The carrying amount of deferred tax assets is reviewed at each reporting date and reduced to the extent that it is no longer probable that sufficient taxable profits will be available to allow all or part of the deferred tax asset to be utilised. Unrecognised deferred tax assets are re-assessed at each reporting date and are recognised to the extent that it has become probable that future taxable profits will allow the deferred tax assets to be recovered.
Deferred tax assets and liabilities are measured using the tax rates that are expected to apply in a year when asset is realised or the liability is expected to be settled based on the tax rates and tax laws that have been enacted or substantively enacted by the reporting date.
Deferred tax assets and deferred tax liabilities are offset when there is a legally enforceable right to set off assets against liabilities representing current tax where the deferred tax assets and deferred tax liabilities relate to taxes on income levied by the same governing taxation laws.

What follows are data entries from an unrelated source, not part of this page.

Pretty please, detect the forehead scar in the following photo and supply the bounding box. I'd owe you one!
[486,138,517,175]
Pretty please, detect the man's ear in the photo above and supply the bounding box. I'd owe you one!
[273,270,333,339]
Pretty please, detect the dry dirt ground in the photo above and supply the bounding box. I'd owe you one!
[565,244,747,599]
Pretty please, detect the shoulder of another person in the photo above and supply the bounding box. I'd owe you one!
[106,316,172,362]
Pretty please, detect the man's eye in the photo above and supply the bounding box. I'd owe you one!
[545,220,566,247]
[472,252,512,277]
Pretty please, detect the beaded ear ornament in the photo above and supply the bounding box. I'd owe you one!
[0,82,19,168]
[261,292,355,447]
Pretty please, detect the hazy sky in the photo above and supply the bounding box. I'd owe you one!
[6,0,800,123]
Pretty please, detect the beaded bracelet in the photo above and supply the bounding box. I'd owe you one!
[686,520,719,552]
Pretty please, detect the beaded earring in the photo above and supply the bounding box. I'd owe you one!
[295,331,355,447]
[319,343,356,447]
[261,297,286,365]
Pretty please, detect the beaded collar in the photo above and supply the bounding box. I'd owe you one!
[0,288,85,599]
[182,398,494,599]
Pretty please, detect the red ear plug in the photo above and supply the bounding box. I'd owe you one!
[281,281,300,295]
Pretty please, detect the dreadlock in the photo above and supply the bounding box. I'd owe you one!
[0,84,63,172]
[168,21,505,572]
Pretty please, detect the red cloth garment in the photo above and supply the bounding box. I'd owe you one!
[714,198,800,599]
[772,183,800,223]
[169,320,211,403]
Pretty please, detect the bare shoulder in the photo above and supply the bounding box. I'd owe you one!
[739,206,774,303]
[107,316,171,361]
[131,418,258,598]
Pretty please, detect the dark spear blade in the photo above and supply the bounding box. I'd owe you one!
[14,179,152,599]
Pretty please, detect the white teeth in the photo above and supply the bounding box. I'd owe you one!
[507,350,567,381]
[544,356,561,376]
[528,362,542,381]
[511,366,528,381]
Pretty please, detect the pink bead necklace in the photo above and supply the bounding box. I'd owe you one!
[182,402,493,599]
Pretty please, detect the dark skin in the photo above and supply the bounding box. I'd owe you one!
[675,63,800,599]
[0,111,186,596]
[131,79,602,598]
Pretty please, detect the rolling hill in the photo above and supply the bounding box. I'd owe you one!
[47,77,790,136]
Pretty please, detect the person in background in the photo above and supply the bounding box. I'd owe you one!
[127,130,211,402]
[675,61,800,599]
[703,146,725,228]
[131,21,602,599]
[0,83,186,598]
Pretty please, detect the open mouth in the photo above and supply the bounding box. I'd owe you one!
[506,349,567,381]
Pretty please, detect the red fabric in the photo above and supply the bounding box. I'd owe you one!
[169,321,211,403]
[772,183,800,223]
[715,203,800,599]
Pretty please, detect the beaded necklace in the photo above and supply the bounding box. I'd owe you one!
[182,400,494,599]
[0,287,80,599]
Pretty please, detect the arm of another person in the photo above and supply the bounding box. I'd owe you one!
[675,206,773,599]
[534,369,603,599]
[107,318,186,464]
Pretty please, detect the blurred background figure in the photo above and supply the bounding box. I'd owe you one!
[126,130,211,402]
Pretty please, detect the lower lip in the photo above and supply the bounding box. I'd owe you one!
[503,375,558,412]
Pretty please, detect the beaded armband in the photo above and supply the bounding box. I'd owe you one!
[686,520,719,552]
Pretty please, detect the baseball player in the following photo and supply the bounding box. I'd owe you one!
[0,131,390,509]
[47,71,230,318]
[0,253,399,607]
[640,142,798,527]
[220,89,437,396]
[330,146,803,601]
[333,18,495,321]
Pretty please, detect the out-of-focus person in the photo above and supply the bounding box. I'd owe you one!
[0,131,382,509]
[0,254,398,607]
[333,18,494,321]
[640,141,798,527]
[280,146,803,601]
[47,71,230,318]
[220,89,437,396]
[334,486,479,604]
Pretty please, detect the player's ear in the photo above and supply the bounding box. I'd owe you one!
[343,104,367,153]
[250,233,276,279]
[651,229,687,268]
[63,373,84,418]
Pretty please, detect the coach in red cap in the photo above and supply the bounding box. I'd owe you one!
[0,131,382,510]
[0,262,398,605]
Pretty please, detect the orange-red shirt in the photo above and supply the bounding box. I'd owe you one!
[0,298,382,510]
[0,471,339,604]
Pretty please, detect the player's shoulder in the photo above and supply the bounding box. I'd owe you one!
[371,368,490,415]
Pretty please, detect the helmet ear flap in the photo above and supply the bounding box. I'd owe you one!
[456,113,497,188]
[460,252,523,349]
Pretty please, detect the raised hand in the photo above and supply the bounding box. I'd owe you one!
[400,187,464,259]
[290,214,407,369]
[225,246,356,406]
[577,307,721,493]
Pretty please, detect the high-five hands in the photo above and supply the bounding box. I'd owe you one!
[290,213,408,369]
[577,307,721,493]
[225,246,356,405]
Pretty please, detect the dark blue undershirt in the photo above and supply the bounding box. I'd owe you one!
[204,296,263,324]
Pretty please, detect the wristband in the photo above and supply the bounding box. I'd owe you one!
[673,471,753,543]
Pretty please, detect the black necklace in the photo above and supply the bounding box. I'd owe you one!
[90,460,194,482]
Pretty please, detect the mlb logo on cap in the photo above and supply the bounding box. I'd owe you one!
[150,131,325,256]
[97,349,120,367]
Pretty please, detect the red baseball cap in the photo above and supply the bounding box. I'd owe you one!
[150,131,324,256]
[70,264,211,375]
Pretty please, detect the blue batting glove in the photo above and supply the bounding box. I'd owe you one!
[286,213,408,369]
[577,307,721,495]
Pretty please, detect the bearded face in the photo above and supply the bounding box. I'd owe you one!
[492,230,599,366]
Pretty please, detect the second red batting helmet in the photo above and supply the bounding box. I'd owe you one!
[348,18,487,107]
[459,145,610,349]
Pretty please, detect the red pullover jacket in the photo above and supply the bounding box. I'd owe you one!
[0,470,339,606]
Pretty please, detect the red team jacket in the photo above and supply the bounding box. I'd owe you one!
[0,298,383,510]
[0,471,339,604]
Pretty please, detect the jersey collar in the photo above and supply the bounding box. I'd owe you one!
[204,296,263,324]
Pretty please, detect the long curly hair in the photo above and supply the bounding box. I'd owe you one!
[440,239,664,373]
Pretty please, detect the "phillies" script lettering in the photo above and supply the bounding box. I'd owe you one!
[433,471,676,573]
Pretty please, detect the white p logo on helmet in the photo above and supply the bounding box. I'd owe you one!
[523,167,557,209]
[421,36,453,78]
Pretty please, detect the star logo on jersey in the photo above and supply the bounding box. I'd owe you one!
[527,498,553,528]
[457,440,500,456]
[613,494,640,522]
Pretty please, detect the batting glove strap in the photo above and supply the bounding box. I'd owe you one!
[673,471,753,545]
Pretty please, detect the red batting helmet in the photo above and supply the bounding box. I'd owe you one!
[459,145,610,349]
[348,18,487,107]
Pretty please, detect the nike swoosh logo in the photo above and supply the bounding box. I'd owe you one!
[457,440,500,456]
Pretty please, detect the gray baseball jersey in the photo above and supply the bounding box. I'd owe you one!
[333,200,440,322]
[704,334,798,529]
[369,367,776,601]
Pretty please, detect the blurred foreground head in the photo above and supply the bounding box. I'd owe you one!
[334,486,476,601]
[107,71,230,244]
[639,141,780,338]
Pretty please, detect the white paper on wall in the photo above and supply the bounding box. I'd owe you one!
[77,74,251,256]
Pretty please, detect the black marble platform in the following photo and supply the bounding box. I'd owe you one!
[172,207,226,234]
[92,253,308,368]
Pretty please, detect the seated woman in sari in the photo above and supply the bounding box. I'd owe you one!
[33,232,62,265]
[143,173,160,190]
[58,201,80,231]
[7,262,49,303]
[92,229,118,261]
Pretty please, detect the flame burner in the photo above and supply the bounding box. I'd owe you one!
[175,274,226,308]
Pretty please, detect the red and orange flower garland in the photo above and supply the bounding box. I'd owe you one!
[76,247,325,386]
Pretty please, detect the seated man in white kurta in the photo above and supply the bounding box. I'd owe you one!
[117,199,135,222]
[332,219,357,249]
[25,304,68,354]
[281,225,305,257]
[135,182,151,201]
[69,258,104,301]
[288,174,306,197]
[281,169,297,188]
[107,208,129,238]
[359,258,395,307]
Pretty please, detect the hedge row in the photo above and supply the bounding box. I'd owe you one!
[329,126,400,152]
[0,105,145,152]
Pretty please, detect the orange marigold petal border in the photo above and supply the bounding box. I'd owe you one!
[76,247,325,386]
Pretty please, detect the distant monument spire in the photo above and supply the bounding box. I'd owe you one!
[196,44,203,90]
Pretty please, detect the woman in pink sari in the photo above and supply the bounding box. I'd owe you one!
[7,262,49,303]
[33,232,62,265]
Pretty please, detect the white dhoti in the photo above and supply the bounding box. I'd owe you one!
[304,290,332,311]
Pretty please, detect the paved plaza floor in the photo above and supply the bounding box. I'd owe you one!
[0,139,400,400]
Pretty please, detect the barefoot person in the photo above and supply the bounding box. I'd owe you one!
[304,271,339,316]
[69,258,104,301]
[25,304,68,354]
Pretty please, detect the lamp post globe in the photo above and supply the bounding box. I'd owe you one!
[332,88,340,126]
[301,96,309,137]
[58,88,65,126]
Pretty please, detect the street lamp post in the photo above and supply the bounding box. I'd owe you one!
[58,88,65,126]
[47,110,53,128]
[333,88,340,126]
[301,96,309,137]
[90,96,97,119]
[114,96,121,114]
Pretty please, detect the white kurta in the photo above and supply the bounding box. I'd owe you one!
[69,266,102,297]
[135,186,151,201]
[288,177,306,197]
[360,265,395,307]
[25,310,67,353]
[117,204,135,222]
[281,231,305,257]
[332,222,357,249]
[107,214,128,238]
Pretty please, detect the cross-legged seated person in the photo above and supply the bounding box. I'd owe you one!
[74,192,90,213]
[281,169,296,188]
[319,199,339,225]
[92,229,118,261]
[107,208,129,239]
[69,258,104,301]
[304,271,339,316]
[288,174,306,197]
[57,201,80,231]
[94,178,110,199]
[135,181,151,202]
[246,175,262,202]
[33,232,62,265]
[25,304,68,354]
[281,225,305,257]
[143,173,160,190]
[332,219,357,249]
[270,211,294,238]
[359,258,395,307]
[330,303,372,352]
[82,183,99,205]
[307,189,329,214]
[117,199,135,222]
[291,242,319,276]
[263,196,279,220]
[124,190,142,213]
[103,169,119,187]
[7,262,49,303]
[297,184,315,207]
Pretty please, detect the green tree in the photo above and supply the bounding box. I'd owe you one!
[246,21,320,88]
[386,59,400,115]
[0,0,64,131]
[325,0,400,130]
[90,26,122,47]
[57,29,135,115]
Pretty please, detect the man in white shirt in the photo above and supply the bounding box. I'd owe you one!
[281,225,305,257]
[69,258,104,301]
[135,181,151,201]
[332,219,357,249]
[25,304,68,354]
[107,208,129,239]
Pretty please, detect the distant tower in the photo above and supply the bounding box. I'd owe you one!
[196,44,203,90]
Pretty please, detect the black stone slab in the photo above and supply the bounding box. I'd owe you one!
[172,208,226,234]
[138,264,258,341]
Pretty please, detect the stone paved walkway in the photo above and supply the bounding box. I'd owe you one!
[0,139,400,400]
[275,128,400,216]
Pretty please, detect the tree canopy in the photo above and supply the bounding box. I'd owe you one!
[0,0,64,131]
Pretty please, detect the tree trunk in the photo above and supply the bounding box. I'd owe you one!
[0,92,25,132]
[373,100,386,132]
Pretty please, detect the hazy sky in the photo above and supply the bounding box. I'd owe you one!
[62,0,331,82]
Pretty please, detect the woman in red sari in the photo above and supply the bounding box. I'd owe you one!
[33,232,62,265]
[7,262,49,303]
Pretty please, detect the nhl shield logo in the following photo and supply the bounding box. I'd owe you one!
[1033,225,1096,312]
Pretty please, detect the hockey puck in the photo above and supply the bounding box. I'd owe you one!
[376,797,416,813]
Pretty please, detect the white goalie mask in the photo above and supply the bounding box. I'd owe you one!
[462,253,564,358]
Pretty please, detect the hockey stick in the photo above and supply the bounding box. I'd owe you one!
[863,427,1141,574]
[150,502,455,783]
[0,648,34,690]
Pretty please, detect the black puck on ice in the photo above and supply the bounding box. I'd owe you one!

Current and deferred tax for the year
Current and deferred tax are recognised in the statement of profit or loss, except when they relate to items that are recognised in other comprehensive income or directly in equity, in which case, the current and deferred tax are also recognised in other comprehensive income or directly in equity respectively.
2.08 Foreign Currency translation Functional and Presentation currency
Items included in the financial statements of the Company are measured using the currency of the primary economic environment in which the entity operates (''the functional currency''). The Financial statements are presented in Indian rupee (INR), which is functional and presentation currency of the Company.
Transaction and balances
Transactions in foreign currencies are initially recognised in the financial statements using exchange rates prevailing on the date of transaction. Monetary assets and liabilities denominated in foreign currencies are translated to the functional currency at the exchange rates prevailing at the reporting date and foreign exchange gain or loss are recognised in profit or loss.
Non-monetary items that are measured in terms of historical cost in a foreign currency are translated using the exchange rates at the dates of the initial transactions.